Siyasilere olan güvendeki bu olağan dışı düşüş, geçmişte Rumlarla bu işi üç ayda çözeceğini vaat ederek seçilenlerin, süslenmiş hayali evlerle, bahçeli villalarla, AB üyeliği, serbest dolaşım, dünya ile birleşme vaatleri ile iktidar olanların, süreç içinde seçim döneminde söylediklerinin doğru olmadığının ortaya çıkması ve yıllarca kardeşlerimiz diye tanıttıkları Rumların gerçek yüzünün tanıtıldığı gibi olmadığının net bir şekilde belli olmasından dolayıdır.

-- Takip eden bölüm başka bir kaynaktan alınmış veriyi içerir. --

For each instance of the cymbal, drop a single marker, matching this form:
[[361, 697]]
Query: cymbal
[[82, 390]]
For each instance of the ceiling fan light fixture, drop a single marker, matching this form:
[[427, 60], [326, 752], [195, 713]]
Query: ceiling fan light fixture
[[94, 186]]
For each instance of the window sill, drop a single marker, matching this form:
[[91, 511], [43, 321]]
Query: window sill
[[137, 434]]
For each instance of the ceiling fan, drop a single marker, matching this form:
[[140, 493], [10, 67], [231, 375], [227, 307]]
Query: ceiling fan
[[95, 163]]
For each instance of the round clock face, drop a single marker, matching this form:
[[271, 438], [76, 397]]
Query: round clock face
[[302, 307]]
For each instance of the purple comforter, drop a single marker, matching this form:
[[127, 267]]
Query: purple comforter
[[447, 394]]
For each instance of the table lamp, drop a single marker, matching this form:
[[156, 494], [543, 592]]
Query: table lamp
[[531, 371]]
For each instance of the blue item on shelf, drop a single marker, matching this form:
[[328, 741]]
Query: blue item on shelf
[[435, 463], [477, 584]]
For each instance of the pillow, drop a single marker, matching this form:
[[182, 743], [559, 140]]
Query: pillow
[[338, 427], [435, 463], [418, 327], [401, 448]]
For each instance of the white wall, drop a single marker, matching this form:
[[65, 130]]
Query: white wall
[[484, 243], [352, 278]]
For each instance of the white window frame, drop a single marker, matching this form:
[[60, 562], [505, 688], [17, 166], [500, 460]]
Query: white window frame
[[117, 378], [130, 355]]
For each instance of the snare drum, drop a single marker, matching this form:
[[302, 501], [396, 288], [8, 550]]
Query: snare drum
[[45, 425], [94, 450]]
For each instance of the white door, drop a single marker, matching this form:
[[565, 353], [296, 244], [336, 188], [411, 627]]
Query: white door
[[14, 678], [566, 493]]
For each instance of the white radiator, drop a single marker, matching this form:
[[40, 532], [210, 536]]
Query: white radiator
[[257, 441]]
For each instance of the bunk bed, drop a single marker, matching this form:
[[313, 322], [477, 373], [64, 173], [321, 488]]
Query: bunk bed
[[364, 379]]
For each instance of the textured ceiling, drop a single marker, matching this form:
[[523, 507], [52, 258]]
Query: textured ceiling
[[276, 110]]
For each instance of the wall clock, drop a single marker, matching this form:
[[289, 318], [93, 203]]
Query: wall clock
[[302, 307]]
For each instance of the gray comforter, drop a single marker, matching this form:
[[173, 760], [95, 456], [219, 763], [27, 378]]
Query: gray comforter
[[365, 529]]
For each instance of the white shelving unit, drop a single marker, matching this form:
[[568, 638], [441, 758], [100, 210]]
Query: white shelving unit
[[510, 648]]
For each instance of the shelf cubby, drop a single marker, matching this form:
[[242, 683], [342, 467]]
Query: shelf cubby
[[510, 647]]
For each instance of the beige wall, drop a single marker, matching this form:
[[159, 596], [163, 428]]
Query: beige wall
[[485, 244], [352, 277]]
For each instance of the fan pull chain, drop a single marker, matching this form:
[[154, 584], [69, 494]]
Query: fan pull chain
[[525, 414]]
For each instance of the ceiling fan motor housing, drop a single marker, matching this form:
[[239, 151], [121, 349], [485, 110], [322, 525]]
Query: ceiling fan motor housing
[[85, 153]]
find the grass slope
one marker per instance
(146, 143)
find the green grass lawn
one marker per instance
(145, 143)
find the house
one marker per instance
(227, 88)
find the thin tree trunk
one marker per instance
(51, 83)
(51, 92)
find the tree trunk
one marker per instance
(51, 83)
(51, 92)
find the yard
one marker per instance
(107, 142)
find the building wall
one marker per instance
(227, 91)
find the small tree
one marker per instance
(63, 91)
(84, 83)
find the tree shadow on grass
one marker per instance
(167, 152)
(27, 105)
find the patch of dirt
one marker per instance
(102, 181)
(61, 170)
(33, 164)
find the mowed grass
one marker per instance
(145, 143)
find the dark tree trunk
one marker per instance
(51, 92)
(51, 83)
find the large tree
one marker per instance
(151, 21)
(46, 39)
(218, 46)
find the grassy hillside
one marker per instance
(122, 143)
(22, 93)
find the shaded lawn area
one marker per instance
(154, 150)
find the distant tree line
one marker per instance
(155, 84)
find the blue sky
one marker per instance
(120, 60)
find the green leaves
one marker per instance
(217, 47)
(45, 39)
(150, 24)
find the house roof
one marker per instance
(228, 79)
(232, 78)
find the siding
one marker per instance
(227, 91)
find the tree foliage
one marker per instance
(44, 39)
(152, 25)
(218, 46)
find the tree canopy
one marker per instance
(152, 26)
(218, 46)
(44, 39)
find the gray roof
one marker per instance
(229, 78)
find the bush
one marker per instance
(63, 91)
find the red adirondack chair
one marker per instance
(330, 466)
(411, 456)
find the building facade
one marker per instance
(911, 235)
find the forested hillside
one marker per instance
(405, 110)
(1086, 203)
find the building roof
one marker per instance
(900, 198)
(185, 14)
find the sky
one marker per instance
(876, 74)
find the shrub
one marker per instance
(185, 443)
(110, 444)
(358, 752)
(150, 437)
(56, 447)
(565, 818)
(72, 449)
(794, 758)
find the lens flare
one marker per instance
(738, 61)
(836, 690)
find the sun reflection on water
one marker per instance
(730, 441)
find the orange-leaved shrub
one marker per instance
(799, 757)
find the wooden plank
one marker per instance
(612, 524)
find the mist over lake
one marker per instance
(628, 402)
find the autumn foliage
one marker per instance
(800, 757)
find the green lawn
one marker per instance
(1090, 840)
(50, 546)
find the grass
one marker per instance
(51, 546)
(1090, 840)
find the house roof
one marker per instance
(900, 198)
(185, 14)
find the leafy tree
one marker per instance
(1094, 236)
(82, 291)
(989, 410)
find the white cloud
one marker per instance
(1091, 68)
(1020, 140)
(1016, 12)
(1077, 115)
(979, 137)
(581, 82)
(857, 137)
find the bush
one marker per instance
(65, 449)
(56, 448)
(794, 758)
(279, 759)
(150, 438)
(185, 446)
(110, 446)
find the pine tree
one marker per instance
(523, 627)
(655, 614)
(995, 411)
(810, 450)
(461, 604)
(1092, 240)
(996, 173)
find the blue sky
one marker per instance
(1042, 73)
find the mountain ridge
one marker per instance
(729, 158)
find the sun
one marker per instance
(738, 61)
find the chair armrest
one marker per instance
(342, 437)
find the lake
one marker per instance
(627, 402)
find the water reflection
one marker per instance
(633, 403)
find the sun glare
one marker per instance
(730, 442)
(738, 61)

Halkımızın, Türkiye’yi, Türkiye’den gelen kardeşlerimizi ve Ordu’muzu istemediklerini her fırsatta ortaya koyan siyasilere ve etraflarındaki kişilere hiçbir güveni kalmamıştır. Anket sonuçları böyle söylemektedir.
Bu kamu oyu yoklamasından sonra herhalde, toplumu iyi tanıyamamış siyasilerin ortaya attığı “Anayasamızın geçici 10.cu maddesinin değiştirilmesi” çağrıları son bulur ve yöneticilerimiz kendi istediklerini değil, halkın %95 güven duyduğu “Ordu’muza bakış açısını benimseyerek, Kıbrıs Türk halkının isteği yönünde icraat yapıp fikir üretirler.